Introducing ABS Challenge Recaps
You voted for it, so here's the first official installment of daily ABS Challenge Recaps.
So because 92% of you voted for it — yikes! — I’m going to give you a very short ABS Challenge post every day for the next couple of weeks, and we can reevaluate from there. I’ll try to keep it lively and try to make it more about baseball and less about the ABS system itself. We’ll see how long we can keep this going.
First, I’d like to thank all of you — our BIG FAN event at The Strand in New York with Seth Meyers on May 18 is now completely sold out. True, I didn’t need the word “completely” in that sentence, but “completely sold out” just sounds cooler than regular old “sold out.” I am told that tickets in Boston (well, Cambridge), St. Louis, Kansas City, and Los Angeles are going fast. Come on out. We’d love to see you.
The ABS Challenge Scorecard
Total challenges: 343. Challenges have been successful 189 times (55%).
Batter challenges have been successful 52% of the time.
Fielder challenges (almost always catchers) have been successful 58% of the time.
Wednesday was a great day for challenges, particularly for the hitters. In all, there were 57 challenges, 34 successful for a 59% success rate.
I’ve marked the two worst calls in red. Unfortunately, they were both made by the same home plate umpire, Andy Fletcher, in the Royals-Twins game. Fletcher had a terrible, horrible, no good, very bad day.

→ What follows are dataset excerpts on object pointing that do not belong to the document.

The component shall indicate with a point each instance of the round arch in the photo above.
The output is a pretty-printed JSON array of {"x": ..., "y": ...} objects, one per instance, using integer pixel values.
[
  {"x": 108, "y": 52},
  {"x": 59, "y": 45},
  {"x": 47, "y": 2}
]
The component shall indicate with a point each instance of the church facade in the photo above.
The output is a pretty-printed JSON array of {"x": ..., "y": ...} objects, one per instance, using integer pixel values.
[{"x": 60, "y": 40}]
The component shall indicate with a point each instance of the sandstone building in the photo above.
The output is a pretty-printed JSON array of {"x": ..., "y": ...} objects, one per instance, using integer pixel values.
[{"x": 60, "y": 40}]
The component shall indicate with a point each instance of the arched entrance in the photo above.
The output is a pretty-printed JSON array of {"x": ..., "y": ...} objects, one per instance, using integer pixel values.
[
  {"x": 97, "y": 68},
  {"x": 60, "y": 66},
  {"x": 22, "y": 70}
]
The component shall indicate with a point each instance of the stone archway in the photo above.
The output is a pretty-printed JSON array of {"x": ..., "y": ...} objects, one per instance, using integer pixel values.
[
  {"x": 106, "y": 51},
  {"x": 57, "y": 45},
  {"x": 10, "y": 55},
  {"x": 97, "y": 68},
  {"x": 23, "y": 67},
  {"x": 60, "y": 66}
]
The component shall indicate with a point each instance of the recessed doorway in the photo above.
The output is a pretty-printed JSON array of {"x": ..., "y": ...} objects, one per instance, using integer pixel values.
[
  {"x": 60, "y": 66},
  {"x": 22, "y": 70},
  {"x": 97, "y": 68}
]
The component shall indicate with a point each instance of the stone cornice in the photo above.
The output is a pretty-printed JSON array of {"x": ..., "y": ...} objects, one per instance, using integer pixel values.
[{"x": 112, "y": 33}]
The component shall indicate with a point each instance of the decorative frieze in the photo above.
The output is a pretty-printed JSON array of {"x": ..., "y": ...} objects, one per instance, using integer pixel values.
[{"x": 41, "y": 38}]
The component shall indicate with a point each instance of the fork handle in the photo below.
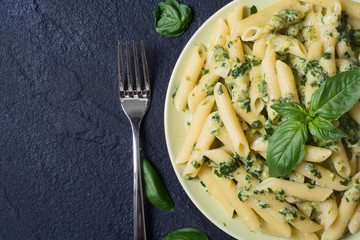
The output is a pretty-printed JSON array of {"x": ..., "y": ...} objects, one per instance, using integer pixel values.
[{"x": 139, "y": 217}]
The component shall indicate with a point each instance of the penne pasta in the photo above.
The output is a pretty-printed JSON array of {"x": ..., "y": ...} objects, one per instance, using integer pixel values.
[
  {"x": 230, "y": 120},
  {"x": 191, "y": 76},
  {"x": 195, "y": 128}
]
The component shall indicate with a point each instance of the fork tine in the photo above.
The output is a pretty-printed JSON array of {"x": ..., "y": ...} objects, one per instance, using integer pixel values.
[
  {"x": 145, "y": 67},
  {"x": 136, "y": 64},
  {"x": 120, "y": 70},
  {"x": 128, "y": 68}
]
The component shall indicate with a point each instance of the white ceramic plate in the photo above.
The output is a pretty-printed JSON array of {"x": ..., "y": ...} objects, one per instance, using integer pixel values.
[{"x": 175, "y": 132}]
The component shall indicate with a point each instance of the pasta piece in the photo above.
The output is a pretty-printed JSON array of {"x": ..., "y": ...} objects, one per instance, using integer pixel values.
[
  {"x": 203, "y": 143},
  {"x": 353, "y": 164},
  {"x": 305, "y": 207},
  {"x": 316, "y": 50},
  {"x": 310, "y": 88},
  {"x": 322, "y": 175},
  {"x": 298, "y": 235},
  {"x": 328, "y": 63},
  {"x": 207, "y": 177},
  {"x": 269, "y": 229},
  {"x": 259, "y": 145},
  {"x": 218, "y": 38},
  {"x": 268, "y": 67},
  {"x": 286, "y": 44},
  {"x": 286, "y": 82},
  {"x": 236, "y": 51},
  {"x": 261, "y": 17},
  {"x": 259, "y": 48},
  {"x": 235, "y": 17},
  {"x": 321, "y": 3},
  {"x": 253, "y": 33},
  {"x": 192, "y": 73},
  {"x": 295, "y": 189},
  {"x": 316, "y": 154},
  {"x": 256, "y": 103},
  {"x": 311, "y": 32},
  {"x": 351, "y": 8},
  {"x": 329, "y": 211},
  {"x": 347, "y": 208},
  {"x": 230, "y": 120},
  {"x": 287, "y": 213},
  {"x": 195, "y": 128},
  {"x": 340, "y": 160},
  {"x": 202, "y": 90},
  {"x": 282, "y": 229},
  {"x": 223, "y": 136},
  {"x": 354, "y": 224},
  {"x": 247, "y": 215},
  {"x": 354, "y": 22},
  {"x": 249, "y": 117},
  {"x": 217, "y": 155},
  {"x": 355, "y": 112},
  {"x": 313, "y": 154}
]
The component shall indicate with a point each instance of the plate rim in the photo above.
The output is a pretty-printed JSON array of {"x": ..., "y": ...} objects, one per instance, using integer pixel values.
[{"x": 167, "y": 104}]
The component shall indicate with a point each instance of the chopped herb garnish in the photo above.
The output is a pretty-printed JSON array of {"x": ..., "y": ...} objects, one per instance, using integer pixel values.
[
  {"x": 263, "y": 205},
  {"x": 326, "y": 55},
  {"x": 256, "y": 124},
  {"x": 195, "y": 164},
  {"x": 220, "y": 91},
  {"x": 253, "y": 10}
]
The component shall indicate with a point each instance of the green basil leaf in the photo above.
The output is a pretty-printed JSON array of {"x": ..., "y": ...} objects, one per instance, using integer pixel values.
[
  {"x": 154, "y": 188},
  {"x": 172, "y": 18},
  {"x": 186, "y": 234},
  {"x": 336, "y": 96},
  {"x": 291, "y": 110},
  {"x": 286, "y": 147},
  {"x": 324, "y": 130}
]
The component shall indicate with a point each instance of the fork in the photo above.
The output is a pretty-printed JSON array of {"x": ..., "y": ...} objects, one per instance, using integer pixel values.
[{"x": 135, "y": 103}]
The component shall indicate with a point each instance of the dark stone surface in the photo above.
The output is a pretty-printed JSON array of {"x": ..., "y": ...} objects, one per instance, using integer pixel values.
[{"x": 65, "y": 144}]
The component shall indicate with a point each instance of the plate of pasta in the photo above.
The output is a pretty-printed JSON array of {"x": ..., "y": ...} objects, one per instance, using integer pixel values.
[{"x": 262, "y": 118}]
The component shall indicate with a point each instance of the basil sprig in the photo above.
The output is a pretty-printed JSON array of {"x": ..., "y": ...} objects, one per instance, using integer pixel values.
[
  {"x": 154, "y": 188},
  {"x": 172, "y": 18},
  {"x": 186, "y": 234},
  {"x": 323, "y": 129},
  {"x": 334, "y": 98}
]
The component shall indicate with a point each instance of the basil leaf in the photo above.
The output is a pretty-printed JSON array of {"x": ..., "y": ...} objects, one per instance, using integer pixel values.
[
  {"x": 154, "y": 188},
  {"x": 172, "y": 18},
  {"x": 286, "y": 147},
  {"x": 186, "y": 234},
  {"x": 291, "y": 110},
  {"x": 324, "y": 130},
  {"x": 336, "y": 96}
]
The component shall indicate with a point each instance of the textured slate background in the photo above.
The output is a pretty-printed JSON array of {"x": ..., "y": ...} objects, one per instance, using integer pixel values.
[{"x": 65, "y": 144}]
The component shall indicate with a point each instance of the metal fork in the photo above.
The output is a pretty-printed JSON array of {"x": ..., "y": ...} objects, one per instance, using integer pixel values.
[{"x": 135, "y": 103}]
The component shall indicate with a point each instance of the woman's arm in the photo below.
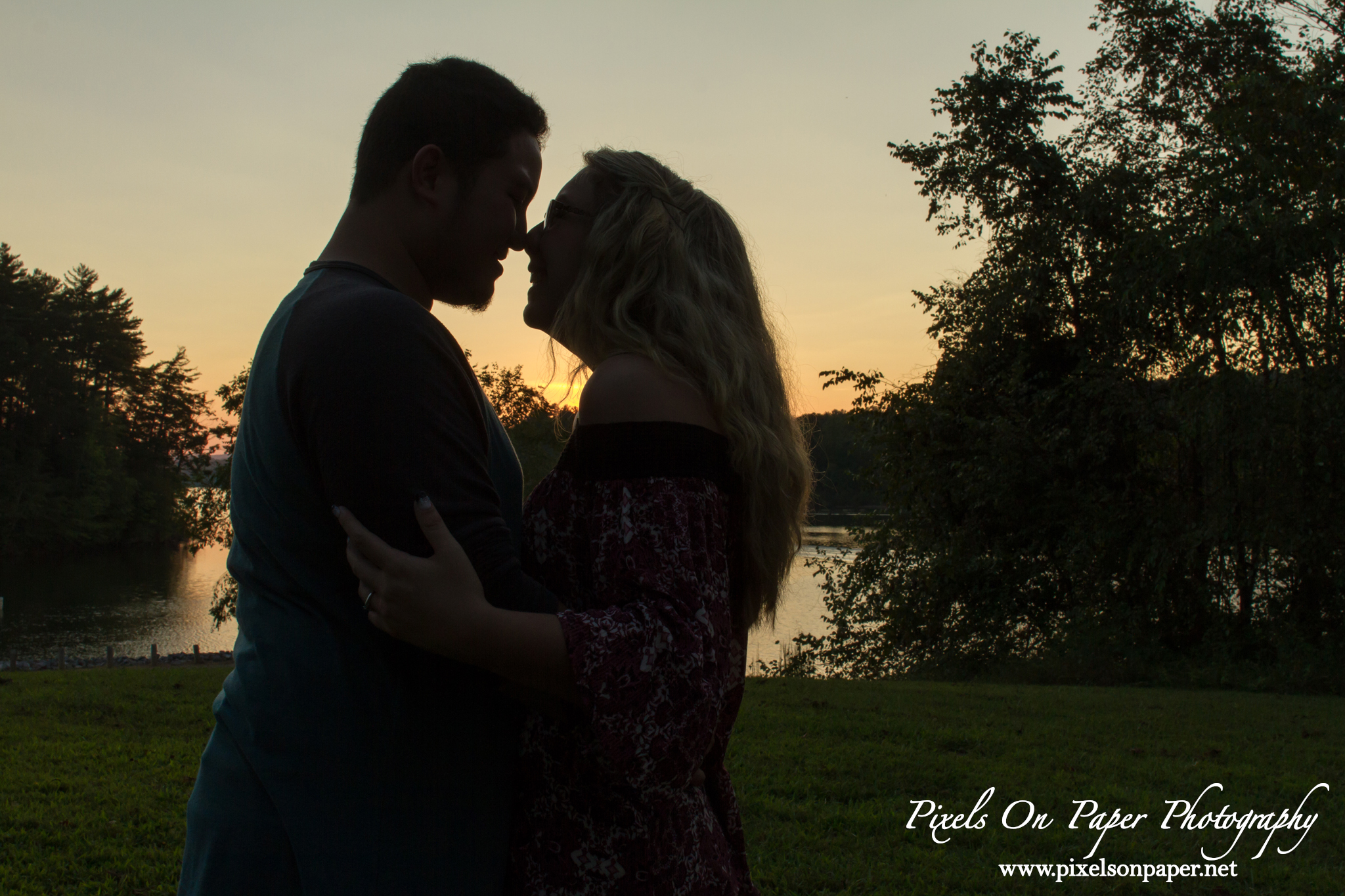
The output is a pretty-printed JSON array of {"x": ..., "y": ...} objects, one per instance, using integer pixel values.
[{"x": 437, "y": 603}]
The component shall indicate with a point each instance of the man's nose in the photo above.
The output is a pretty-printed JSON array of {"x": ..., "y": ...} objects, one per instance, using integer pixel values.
[
  {"x": 518, "y": 240},
  {"x": 529, "y": 242}
]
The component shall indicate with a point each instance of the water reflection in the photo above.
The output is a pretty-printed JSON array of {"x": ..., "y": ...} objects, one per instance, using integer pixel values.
[
  {"x": 132, "y": 599},
  {"x": 123, "y": 599}
]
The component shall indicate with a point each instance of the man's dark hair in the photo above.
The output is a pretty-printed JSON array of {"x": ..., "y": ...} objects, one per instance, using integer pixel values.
[{"x": 462, "y": 106}]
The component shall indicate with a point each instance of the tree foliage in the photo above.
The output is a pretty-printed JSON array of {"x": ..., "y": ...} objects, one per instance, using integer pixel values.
[
  {"x": 97, "y": 446},
  {"x": 1126, "y": 463}
]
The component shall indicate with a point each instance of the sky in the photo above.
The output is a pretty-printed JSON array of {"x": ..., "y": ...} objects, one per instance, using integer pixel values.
[{"x": 200, "y": 155}]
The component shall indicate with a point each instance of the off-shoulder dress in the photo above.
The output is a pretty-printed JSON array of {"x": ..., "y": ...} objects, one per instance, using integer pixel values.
[{"x": 634, "y": 531}]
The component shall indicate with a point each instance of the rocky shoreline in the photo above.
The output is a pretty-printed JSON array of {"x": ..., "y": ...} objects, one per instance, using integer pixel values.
[{"x": 95, "y": 662}]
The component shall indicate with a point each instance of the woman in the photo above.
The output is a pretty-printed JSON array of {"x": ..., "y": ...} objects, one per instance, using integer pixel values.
[{"x": 666, "y": 530}]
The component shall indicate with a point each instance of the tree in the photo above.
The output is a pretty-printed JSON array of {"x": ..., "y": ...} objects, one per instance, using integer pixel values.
[
  {"x": 96, "y": 446},
  {"x": 1124, "y": 464}
]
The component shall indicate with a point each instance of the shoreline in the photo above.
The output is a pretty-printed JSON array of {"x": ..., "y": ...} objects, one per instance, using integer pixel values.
[{"x": 217, "y": 658}]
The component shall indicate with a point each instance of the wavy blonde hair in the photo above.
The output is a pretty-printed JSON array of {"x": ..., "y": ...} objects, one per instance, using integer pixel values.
[{"x": 666, "y": 274}]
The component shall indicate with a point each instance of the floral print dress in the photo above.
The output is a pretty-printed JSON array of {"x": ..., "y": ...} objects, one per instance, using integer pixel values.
[{"x": 632, "y": 531}]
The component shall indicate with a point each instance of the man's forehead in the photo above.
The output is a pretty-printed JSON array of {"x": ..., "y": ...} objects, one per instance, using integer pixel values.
[{"x": 523, "y": 160}]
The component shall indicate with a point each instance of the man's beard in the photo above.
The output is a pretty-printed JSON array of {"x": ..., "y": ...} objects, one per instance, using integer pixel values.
[{"x": 468, "y": 299}]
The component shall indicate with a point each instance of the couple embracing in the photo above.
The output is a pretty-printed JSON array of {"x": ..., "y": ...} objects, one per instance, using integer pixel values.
[{"x": 437, "y": 687}]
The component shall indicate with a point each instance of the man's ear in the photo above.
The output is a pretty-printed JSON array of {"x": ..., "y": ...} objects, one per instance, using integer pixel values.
[{"x": 432, "y": 177}]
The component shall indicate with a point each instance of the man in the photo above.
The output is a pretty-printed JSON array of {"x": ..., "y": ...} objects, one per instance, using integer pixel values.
[{"x": 342, "y": 761}]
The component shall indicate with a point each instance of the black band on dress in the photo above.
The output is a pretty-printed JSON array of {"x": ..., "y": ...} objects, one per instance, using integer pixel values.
[{"x": 636, "y": 450}]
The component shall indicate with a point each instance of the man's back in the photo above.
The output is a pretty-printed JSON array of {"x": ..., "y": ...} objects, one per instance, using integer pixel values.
[{"x": 377, "y": 766}]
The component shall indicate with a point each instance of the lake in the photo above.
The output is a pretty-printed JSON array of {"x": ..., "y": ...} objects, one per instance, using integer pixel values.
[{"x": 132, "y": 599}]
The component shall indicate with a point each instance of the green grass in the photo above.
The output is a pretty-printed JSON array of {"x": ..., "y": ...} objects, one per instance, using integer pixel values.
[
  {"x": 825, "y": 773},
  {"x": 96, "y": 767}
]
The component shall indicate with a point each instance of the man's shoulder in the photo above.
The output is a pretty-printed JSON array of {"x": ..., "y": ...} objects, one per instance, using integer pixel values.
[{"x": 349, "y": 310}]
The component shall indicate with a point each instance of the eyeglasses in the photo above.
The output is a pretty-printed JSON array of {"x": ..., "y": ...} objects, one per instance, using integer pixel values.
[{"x": 556, "y": 210}]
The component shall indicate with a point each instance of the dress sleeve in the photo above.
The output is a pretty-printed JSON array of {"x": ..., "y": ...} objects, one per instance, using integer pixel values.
[{"x": 654, "y": 668}]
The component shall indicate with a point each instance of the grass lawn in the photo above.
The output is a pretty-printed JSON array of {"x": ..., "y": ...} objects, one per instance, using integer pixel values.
[{"x": 96, "y": 767}]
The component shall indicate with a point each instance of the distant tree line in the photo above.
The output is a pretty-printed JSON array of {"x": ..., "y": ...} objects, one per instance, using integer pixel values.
[
  {"x": 1128, "y": 463},
  {"x": 99, "y": 446}
]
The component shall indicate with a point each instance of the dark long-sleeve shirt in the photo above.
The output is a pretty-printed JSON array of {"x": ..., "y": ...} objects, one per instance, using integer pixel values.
[{"x": 391, "y": 769}]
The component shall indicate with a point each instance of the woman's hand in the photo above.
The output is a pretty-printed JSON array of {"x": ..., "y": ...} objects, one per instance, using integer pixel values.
[{"x": 435, "y": 602}]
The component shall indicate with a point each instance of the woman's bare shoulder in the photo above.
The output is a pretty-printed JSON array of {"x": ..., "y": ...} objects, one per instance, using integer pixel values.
[{"x": 631, "y": 387}]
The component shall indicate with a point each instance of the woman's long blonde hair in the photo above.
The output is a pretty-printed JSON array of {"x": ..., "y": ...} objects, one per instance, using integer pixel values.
[{"x": 666, "y": 274}]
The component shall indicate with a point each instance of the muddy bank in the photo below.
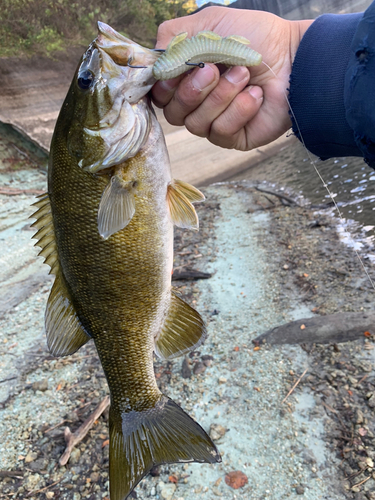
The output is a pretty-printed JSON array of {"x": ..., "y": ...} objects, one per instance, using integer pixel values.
[{"x": 269, "y": 264}]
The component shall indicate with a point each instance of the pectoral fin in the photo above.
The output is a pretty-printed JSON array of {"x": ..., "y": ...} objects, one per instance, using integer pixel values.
[
  {"x": 116, "y": 207},
  {"x": 65, "y": 333},
  {"x": 181, "y": 210},
  {"x": 183, "y": 330}
]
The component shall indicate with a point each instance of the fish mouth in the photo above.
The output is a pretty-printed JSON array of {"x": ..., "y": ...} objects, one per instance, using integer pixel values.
[{"x": 122, "y": 50}]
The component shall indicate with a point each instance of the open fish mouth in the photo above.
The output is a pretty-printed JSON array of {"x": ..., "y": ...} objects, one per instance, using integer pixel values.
[{"x": 117, "y": 88}]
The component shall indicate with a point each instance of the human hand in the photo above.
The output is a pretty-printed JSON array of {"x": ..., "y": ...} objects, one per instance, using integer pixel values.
[{"x": 242, "y": 108}]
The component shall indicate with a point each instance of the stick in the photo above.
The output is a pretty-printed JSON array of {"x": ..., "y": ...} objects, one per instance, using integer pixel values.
[
  {"x": 72, "y": 439},
  {"x": 295, "y": 385},
  {"x": 359, "y": 484},
  {"x": 278, "y": 195},
  {"x": 11, "y": 473},
  {"x": 31, "y": 493}
]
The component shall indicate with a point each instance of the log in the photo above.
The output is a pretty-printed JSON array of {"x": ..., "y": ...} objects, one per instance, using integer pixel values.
[{"x": 339, "y": 327}]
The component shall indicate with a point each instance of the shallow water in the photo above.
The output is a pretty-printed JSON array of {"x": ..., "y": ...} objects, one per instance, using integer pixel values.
[{"x": 350, "y": 180}]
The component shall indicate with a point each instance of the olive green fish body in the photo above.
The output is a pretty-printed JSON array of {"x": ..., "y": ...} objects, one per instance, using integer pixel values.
[
  {"x": 121, "y": 286},
  {"x": 106, "y": 230}
]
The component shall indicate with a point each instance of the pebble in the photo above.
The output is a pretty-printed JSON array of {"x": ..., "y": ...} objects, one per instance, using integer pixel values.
[
  {"x": 185, "y": 369},
  {"x": 40, "y": 385},
  {"x": 166, "y": 490},
  {"x": 31, "y": 456},
  {"x": 236, "y": 479},
  {"x": 74, "y": 456},
  {"x": 199, "y": 368},
  {"x": 217, "y": 431},
  {"x": 32, "y": 482}
]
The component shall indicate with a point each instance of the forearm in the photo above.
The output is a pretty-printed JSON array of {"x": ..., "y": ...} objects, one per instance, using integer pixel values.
[{"x": 332, "y": 98}]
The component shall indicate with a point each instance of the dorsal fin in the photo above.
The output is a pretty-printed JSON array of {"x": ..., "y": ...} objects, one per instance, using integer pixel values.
[
  {"x": 177, "y": 39},
  {"x": 65, "y": 333},
  {"x": 116, "y": 208},
  {"x": 183, "y": 330},
  {"x": 45, "y": 235},
  {"x": 192, "y": 194},
  {"x": 208, "y": 34},
  {"x": 239, "y": 39}
]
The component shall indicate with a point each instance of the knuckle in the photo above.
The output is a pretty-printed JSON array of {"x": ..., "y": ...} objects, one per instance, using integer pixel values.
[{"x": 196, "y": 126}]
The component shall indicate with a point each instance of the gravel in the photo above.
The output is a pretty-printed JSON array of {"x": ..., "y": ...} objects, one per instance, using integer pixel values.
[{"x": 270, "y": 264}]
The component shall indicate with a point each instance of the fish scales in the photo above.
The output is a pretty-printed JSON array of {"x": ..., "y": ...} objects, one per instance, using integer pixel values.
[{"x": 106, "y": 230}]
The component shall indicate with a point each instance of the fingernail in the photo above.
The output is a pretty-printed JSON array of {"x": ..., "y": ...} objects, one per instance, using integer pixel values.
[
  {"x": 203, "y": 77},
  {"x": 236, "y": 74},
  {"x": 169, "y": 85},
  {"x": 256, "y": 92}
]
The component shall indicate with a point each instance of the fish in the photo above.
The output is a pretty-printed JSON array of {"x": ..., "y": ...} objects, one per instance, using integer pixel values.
[
  {"x": 206, "y": 46},
  {"x": 105, "y": 228}
]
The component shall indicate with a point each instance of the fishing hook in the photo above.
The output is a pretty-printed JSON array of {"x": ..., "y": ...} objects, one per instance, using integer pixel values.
[{"x": 198, "y": 65}]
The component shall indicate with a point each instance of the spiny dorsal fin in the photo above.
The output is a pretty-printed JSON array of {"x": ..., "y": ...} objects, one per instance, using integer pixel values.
[
  {"x": 65, "y": 334},
  {"x": 116, "y": 207},
  {"x": 208, "y": 34},
  {"x": 181, "y": 210},
  {"x": 177, "y": 39},
  {"x": 45, "y": 235},
  {"x": 183, "y": 330},
  {"x": 192, "y": 194},
  {"x": 239, "y": 39}
]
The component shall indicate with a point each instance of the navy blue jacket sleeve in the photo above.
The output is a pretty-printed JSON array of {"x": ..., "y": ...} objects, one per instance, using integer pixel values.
[{"x": 332, "y": 86}]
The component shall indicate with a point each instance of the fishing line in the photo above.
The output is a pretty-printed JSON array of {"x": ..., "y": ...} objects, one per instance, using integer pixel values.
[{"x": 312, "y": 162}]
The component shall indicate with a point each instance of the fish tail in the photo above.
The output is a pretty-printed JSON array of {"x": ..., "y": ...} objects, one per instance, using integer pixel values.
[{"x": 139, "y": 440}]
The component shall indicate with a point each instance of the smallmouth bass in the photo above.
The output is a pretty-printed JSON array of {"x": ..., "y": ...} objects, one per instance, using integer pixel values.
[{"x": 106, "y": 230}]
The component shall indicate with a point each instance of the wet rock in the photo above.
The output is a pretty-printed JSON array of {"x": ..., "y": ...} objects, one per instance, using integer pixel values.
[
  {"x": 40, "y": 385},
  {"x": 166, "y": 490},
  {"x": 217, "y": 431},
  {"x": 199, "y": 368},
  {"x": 39, "y": 465},
  {"x": 33, "y": 482},
  {"x": 31, "y": 456},
  {"x": 155, "y": 471},
  {"x": 185, "y": 369},
  {"x": 207, "y": 359},
  {"x": 75, "y": 456},
  {"x": 300, "y": 490},
  {"x": 236, "y": 479}
]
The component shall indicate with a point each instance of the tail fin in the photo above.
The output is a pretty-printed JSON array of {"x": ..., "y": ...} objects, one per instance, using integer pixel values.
[{"x": 161, "y": 435}]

Fletcher called the red ball well inside the strike zone a ball; Twins catcher Ryan Jeffers immediately challenged it, and it was overturned for a strikeout of Salvy Perez.
The red ball outside of the strike zone was called a strike by Fletcher; the Twins’ Austin Martin challenged it, the call was overturned, and it ended up being a bases-loaded walk.
The Austin Martin walk was interesting. As my pal, Royals announcer Ryan Lefebvre, said during the broadcast, this was a break from baseball as we knew it. See, the Royals were leading 12-1 at the time. And often during out-of-hand games — especially on miserable days, and it was miserable in Kansas City on Wednesday night — umpires would expand the strike zone to move the game along. Few seemed to mind back then.
Well, those days are over now. Every pitch has to be called by the book, or it can and will be challenged, and ABS doesn’t care about the score or if it’s raining or if it’s a getaway day or if it’s 105 degrees.
There were ELEVEN challenges in this game, a new record, and most of them were by the Twins, who have become the most aggressive challenger in baseball. They challenged nine of Fletcher’s calls, overturning eight. The Twins still lost the game 13-9, but remember, they were down 12-1 at one point. With the challenge system, teams are more likely to fight on, I think, even in seemingly lost games.




Is there a chart somewhere for pitches after a team runs out of challenges?
With the picture of Salvy, I thought you were going to mention he is still perfect in challenging ball calls as a catcher. I think he is 5 for 5 at this point.